Princeton-CDH / pemm-scripts

scripts & tools for the Princeton Ethiopian Miracles of Mary project
Apache License 2.0
1 stars 0 forks source link

Macomber incipits missing from incipit tool #41

Closed elambrinaki closed 4 years ago

elambrinaki commented 4 years ago

Macomber's incipits for ID 124 and ID 159 don't show up in the Incipit tool search results:

ID 124, EMML (HMML) 3872 (the source of Macomber incipit), ወሀሎ፡ አሐዱ፡ ሊቀ፡ ጳጳሳት፡ ዘስሙ፡ ባስልዮስ፡ ወውእቱ፡ ይጌሥጾሙ፡ ለአብዕልት፡ ወይቤሎሙ፡ ሀቡ፡ እምንዋይክሙ፡ ለነዳያን ID 159, EMML (HMML) 7089, ወሀሎ፡ ደሴት፡ መንገለ፡ ባሕረ፡ ኢያሪኮ፡ ወሀለዋ፡ ህየ፡ ብዙኃት፡ መነኮሳይያት። ወእምኔሆን፡ አሐቲ፡ መበለት፡ ፈራሂተ፡ እግዚአብሔር፡ ወትትቀነይ፡ ለቤተ፡ ክርስቲያነ፡ እግዝእትነ፡…. ወትትለአክ፡ በእንተ፡ ምጽዋት፡ ወቍርባን፡ ወወይን፡ ወዕጣን፡ ወጽንሓሕ

I checked this csv file, which I believe is the source of incipits for the Incipit Search Tool, and the inciptis are there.

I found the problem with the above two IDs occasionally, I didn't check all the IDs. I am wondering whether something specific happened to the incipits of these two IDs, or there is a more general problem so some other incipits might also be missing, or I do not understand something.

elambrinaki commented 4 years ago

Trying ID 124: 124

Trying ID 159: 159

Both IDs are on the Story Instance sheet, with the Macomber Incipit column checked, High Confidence score:

124_sheet

159_sheet

rlskoeser commented 4 years ago

@WendyLBelcher @elambrinaki Sorry it's taken so long to get to this, I keep starting to look at it and then get interrupted by other work.

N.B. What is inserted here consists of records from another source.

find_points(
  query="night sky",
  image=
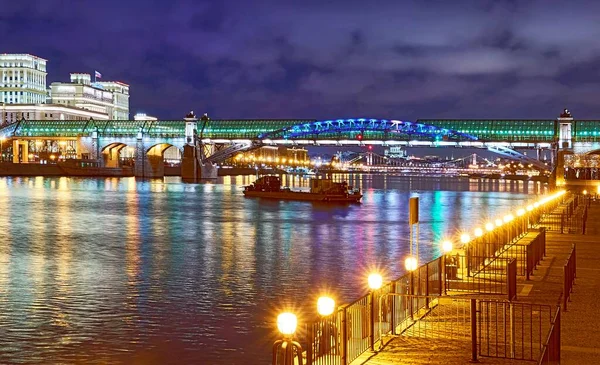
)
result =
(324, 59)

@elambrinaki the csv file you linked to was only used as an import source into the google sheets; the story instance sheet is the source for the incipit tool.

It finally occurred to me what could be causing this, and I just confirmed what the problem is. Hoping you two can help come up with a solution.

For indexing, I have to have a unique id for each item that gets indexed. The current implementation uses the manuscript identifier and folio start for that, but — obviously that isn't unique enough! Macomber 123 is on EMML (HMML) 3872 21v, and 160 is on EMML (HMML) 7089 32r — which is why the others aren't showing up.

Any suggestions to make this guaranteed unique? If I add macomber number to manuscript and folio start will that be unique enough?

elambrinaki commented 4 years ago

@rlskoeser @WendyLBelcher Hi Rebecca, I decided to make a note here in addition to our talk in Slack. Yes, adding a story ID (Macomber ID) to the manuscript number and folio start number will be enough. You found a perfect solution, thank you!

rlskoeser commented 4 years ago

The test incipit search tool and test indexing have been linked to the new test spreadsheet and indexing has been updated.

Please confirm that the missing incipits are findable now that we've changed the unique to ensure it's unique.

elambrinaki commented 4 years ago

I can confirm that.